My position in the other thread was that business people, including legally licenced prostitutes, can't openly flout anti-discrimination laws and keep their business licence. A woman deciding to get pregnant and have an abortion isn't something which requires any kind of government regulatory approval.
"requires"? You say that as though whether a thing "requires" government regulatory approval is some sort of natural phenomenon we just have to take into account in our moral judgments like the phenomenon that human survival requires food. Prostitution isn't something which requires any government regulatory approval -- if a government bans unlicensed prostitution, that's a choice by that government. A government that can choose to ban unapproved sex can choose to ban unapproved pregnancy and unapproved abortion.
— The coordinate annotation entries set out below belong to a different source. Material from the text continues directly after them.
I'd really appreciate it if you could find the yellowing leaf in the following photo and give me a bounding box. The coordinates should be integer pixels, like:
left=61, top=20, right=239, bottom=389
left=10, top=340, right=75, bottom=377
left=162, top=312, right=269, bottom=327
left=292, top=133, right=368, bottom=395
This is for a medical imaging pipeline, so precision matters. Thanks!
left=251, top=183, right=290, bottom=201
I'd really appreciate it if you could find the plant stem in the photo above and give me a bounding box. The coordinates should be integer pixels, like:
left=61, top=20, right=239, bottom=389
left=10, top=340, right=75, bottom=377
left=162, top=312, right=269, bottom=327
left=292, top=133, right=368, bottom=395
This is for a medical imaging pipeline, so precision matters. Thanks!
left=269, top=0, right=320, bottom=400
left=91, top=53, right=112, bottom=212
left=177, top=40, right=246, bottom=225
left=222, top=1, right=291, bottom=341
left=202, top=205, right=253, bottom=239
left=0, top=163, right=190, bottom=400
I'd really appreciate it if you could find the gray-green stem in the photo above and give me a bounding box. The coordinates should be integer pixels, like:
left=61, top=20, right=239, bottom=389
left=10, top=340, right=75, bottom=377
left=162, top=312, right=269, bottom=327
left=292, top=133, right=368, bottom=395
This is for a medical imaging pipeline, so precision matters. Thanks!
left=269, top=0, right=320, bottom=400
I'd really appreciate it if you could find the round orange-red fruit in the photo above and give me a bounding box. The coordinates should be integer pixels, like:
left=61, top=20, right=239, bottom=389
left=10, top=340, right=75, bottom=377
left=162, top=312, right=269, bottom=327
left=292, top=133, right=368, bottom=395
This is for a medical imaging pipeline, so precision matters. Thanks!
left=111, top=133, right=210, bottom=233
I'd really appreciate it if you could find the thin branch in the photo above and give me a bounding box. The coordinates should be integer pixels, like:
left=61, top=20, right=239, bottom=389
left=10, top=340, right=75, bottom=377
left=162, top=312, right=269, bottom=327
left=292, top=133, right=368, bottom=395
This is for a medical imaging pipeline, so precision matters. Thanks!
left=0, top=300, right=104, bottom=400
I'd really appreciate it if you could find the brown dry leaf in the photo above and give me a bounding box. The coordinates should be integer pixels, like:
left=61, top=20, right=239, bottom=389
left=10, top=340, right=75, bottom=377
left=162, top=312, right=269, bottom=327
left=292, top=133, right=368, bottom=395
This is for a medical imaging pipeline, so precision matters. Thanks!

So I made your lady a professional. She's a businesswoman, being paid by her customers to have sex, get pregnant and have abortions. A government that can choose to impose a licensing regime on people who are paid to stick stuff in through their vaginas can choose to impose a licensing regime on people who are paid to take stuff out through their vaginas. So suppose the government observes her having sex, getting pregnant and having abortions for money, tells her that's a business, and orders her to stop unless she buys a business license from the government, so she buys one. Suppose she flouts anti-discrimination laws and the government takes away her business licence. In your view, does she still have the right to have an abortion for the rationale of making money off it?
 
What on earth are you talking about? :confused:

My position in the other thread was that business people, including legally licenced prostitutes, can't openly flout anti-discrimination laws and keep their business licence. A woman deciding to get pregnant and have an abortion isn't something which requires any kind of government regulatory approval.
"requires"? You say that as though whether a thing "requires" government regulatory approval is some sort of natural phenomenon we just have to take into account in our moral judgments like the phenomenon that human survival requires food. Prostitution isn't something which requires any government regulatory approval -- if a government bans unlicensed prostitution, that's a choice by that government. A government that can choose to ban unapproved sex can choose to ban unapproved pregnancy and unapproved abortion.

So I made your lady a professional. She's a businesswoman, being paid by her customers to have sex, get pregnant and have abortions. A government that can choose to impose a licensing regime on people who are paid to stick stuff in through their vaginas can choose to impose a licensing regime on people who are paid to take stuff out through their vaginas. So suppose the government observes her having sex, getting pregnant and having abortions for money, tells her that's a business, and orders her to stop unless she buys a business license from the government, so she buys one. Suppose she flouts anti-discrimination laws and the government takes away her business licence. In your view, does she still have the right to have an abortion for the rationale of making money off it?

How exactly is income derived from this practice? Is this some kind of spectator sport, or is she selling the aborted fetus? It's an important distinction.
 
Do you really think he put that much thought into ... whatever that was?